Migliozzi crossed the line in 2:52:08 to win by more than three minutes. Kiptaoi and Ongaki moved up in the final 5km, both men overtaking the struggling Wachira, to take second and third in 2:55:34 and 2:56:15 respectively and edge their compatriot out of the medals.
With three men in the top four, Kenya comfortably won the men’s team gold medals in an accumulated time of 8:49:09, USA second in 8:57:52 and Australia third 9:37:51.
One of the pre-race favourite, Zimbabwe’s Shingirai Badza, was part of the main leading group through to 15km but started to fall out of contention on the fourth lap and eventually finished a disappointing 15th.
Unlike Badza, in the women’s race Camille Herron certainly did like up to her pre-race billing and fulfil her role as favourite.
In sharp contrast to the men’s race, Herron taking an early lead never relinquishing it and increasing her advantage lap-by-lap. Consistently clocking under 20 minutes per lap over the first half of the race, she reached the 25km mark in 1:38:28
Caitlin Smith held second place throughout the first half of the race, but was almost two minutes adrift of her compatriot by 25km and soon started to pay the price for her audacious early effort, finally finishing sixth.
Even though Herron’s slowed down slightly over the second half of the race, her advantage over her rivals continued to grow by the lap but behind her a fascinating battle for the other medals was developing.

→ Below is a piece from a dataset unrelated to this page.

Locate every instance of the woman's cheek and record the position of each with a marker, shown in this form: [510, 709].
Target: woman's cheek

A four-woman group of Croatia’s Marija Vrajic, Canada’s Catrin Jones, Ireland’s Catriona Jennings and Mongolia’s Khishigsaikhan Galbadrakh had been running together for the first half of the race and gradually reeled in Smith.
Shortly after 35km, Vrajic and Jones broke away and were still together well into the final lap, until Vrajic just managed to edged away and take the silver medal in 3:28:15 with Jones four seconds further back.
In the women’s team contest, Vrajic climbed the podium again after leading Croatia to the women’s team title with an accumulated time of 10:50:08. Canada took the silver in 11:10:41 and Australia was third in 11:31:40.